I shook my head. “No. I’ve just been dumped. By text message.”

“How rude. Did he give a reason?”

“No. Yes. He’s found someone else. He wanted me to sleep with him and I wouldn’t.” It took a long time to say this out loud.

“Fair enough. For you, I mean.” He was silent a minute. “I suppose that makes two of us.”

“You and Vanessa have broken up?” He nodded, not looking at me. “When? Why?”

“Basically the same reason. It was at New Year. She wanted us to move in together and I didn’t want to, not yet. So she ditched me and found someone else.” He shrugged. “It hurts.” I nodded but didn’t say anything; he didn’t expect an answer. We sat in silence for quite a while. Calum is good company when you don’t want to talk.

We just stared out at the view. It was spectacular from there, looking out over the northern part of the city. Strings of lights twinkled far into the distance.

Eventually I said, half to myself, “It’s like fairy land.”

“No it’s not,” he said absently. “It’s nothing like that at all.” Then he recollected himself and said, “I mean, I imagine it’s nothing like that.”

“No you don’t,” I rounded on him. “You know what it’s really like, don’t you? Granddad was right that day when he said you’d been away with the fairies.”

“I don’t know what you’re talking about,” he said, not very convincingly.

“Liar. There is some mystery about you, and Emma and Finn are in on it too. Remember the day Dad got sick, the day you took me out to lunch? You asked me if I believed in magic. I never answered you. I don’t know if I believe in magic or not, but I believe there's some thing strange about you, Calum McIver, and I want to know what it is.
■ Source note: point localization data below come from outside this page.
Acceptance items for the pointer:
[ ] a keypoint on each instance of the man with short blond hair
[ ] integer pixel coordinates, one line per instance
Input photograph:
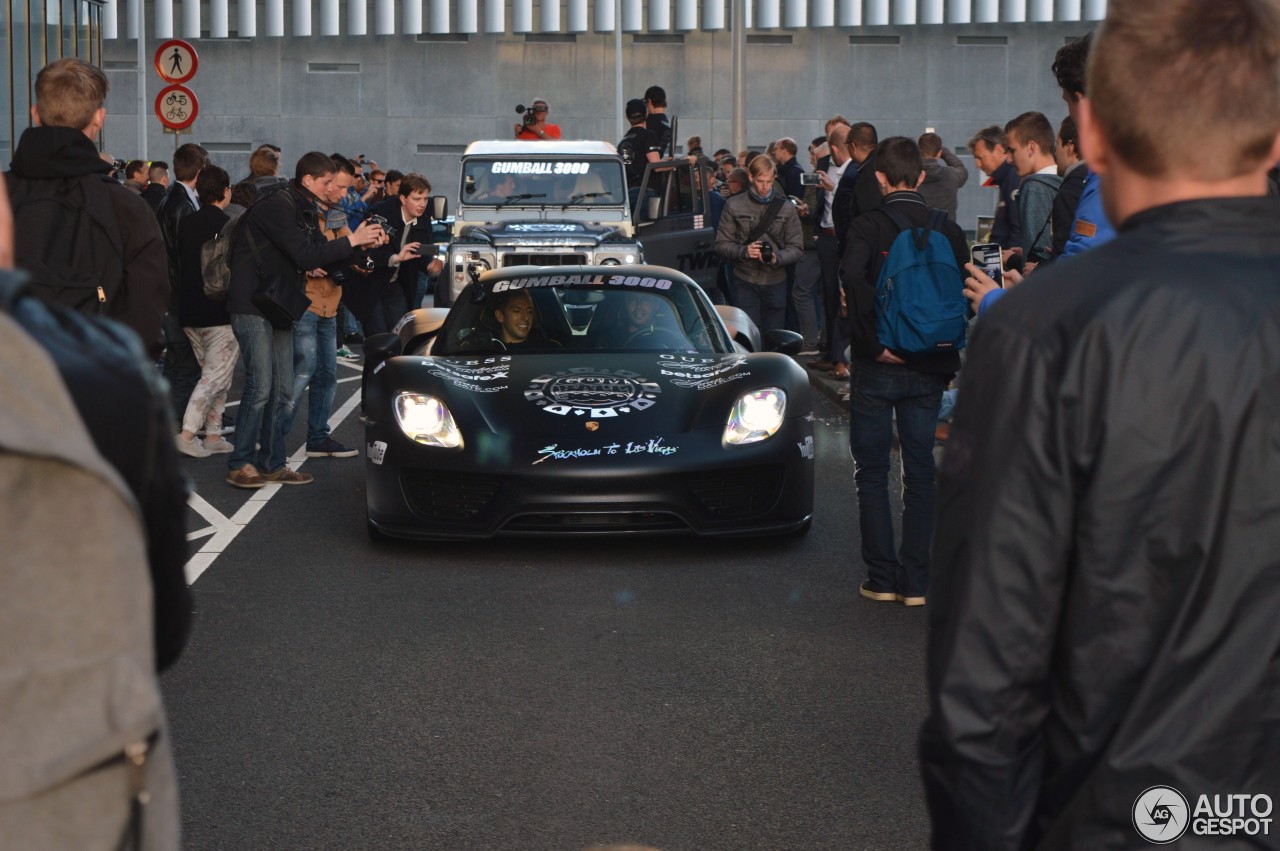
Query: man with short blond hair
(1102, 644)
(1031, 149)
(123, 273)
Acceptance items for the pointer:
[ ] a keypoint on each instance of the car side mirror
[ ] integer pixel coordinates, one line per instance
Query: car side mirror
(782, 342)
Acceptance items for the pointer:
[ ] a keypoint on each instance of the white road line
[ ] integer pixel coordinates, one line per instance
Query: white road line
(225, 529)
(342, 361)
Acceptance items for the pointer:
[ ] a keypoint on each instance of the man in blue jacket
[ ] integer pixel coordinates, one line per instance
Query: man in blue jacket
(1102, 645)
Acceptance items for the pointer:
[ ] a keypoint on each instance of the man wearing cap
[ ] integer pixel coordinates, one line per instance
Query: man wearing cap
(640, 145)
(656, 100)
(538, 128)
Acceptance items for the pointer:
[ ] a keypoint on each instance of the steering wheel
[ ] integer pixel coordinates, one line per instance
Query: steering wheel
(658, 338)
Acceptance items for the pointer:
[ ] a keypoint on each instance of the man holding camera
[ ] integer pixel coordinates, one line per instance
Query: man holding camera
(393, 283)
(280, 236)
(759, 233)
(534, 126)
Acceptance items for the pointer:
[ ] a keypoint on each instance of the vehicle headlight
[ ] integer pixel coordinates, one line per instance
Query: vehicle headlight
(426, 420)
(755, 416)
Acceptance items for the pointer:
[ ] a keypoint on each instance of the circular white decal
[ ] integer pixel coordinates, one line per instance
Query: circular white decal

I don’t have any right to know I suppose, but strange things have been happening for ages and you keep dropping these hints and I want to know what’s going on.”

He had the grace to look a little ashamed. “How long have these strange things been going on, do you think?” he asked, quite quietly and seriously.

I cast my mind back. “Um, since Amanda went to the St Mungo's ball. No, before that, since that girl gave me the earrings for Emma. Yes, that would be it. That’s two years ago now.”

“That’s about right. There is still something going on with those earrings and because you have fairy sight you’ve got involved. That girl should have given the parcel to Olly, not you, to pass on to Emma. It wouldn’t have had any effect on her. She would have forgotten about it once it was out of her possession, just like Amanda did. But she gave it to you. It was a small mistake, and one they wouldn’t have counted on. You can’t be made to forget things the way Olly and Amanda can. And you’re susceptible to the spells on the package, which were directed at a mortal with some magical gifts. Emma. And you, it turns out. It’s just as well neither of you tried the earrings on or we'd have a real problem on our hands. It is part of the reason your life has been so horrible for the last couple of years. Not the whole reason – a lot of it is just life.”